Maré Baixa

Ele está sozinho num museu. Os traços que faz no papel são finos e múltiplos. Tem sete anos e risca o papel sentado sozinho num dos bancos do museu. A parede guia os olhos em direção ao teto muito alto e cheio de claraboias. O salão é vasto e recheado de quadros. As paredes são brancas. Os traços no papel começam a se avolumar e a dar forma, esta ainda indizível.

Ele está sozinho no museu. Ele tem sete anos e usa meias compridas que lhe cobrem as canelas. As pessoas passam vagarosas pelo salão, parando, observando, sussurrando umas para as outras sobre o garoto sozinho desenhando. Alguém teme que ele use o lápis para riscar algum dos quadros. Alguém diz que a mãe do garoto deve estar preocupada. Alguém se espanta com a cor absurda dos cabelos do menino, mas só comenta com os olhos. Alguém pergunta se ninguém chamou um dos seguranças. As pessoas passam pelos quadros.

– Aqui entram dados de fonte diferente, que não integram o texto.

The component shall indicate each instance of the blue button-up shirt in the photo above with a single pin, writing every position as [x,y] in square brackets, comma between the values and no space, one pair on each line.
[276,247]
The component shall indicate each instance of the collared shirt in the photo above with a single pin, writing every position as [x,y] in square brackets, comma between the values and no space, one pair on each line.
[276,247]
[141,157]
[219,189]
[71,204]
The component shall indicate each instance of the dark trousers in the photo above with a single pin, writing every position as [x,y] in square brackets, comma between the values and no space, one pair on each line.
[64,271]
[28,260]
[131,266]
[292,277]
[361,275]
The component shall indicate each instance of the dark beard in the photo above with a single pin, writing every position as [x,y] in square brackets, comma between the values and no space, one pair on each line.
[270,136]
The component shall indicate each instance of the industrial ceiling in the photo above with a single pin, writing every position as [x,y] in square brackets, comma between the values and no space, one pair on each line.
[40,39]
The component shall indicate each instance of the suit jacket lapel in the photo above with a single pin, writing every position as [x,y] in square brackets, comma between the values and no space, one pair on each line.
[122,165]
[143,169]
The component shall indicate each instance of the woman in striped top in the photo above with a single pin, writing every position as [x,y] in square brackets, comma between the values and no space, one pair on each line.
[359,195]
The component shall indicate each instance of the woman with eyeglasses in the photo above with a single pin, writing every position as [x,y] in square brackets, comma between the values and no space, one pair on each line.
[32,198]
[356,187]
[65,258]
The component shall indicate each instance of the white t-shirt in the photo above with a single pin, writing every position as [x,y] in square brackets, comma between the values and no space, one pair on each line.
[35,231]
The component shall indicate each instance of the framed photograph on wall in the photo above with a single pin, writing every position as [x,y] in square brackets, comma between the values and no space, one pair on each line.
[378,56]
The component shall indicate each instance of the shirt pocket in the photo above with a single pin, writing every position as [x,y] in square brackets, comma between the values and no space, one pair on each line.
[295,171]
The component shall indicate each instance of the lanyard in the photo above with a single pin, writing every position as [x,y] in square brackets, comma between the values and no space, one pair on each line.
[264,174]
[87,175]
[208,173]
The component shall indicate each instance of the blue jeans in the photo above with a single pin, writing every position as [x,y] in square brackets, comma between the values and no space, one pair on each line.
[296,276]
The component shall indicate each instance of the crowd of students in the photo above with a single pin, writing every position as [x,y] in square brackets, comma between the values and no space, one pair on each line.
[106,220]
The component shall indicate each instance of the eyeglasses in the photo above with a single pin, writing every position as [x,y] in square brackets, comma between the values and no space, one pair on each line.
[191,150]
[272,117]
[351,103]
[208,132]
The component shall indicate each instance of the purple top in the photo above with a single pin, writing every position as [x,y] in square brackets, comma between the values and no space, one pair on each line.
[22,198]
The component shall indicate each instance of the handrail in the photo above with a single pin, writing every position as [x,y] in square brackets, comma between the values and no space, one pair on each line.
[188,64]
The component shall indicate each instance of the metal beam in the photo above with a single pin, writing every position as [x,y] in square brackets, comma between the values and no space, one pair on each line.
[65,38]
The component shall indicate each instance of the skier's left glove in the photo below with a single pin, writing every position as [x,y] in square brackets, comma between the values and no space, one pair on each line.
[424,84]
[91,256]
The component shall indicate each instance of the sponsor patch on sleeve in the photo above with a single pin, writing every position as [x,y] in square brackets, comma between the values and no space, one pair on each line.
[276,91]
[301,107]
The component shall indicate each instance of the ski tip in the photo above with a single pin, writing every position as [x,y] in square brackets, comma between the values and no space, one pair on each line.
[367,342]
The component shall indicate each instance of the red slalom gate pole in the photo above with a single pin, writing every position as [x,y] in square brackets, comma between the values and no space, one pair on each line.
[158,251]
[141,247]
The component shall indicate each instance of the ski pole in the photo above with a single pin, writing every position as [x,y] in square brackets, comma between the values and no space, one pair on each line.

Esfrega o nariz com a palma da mão, sem levantar a cabeça, os olhos presos no papel. Esfregará até que se torne uma mania, esta que marcará o nariz por todo o tempo que há de vir. As estátuas espalhadas pelo salão representam a perfeição. Os traços são delicados e exatos, não há falhas, estão todos no lugar onde deveriam estar. Como se pairasse no ar de sua existência um instinto de dever. Ele não olha para as estátuas, é apenas um garoto, tem apenas sete anos, não quer saber de perfeição.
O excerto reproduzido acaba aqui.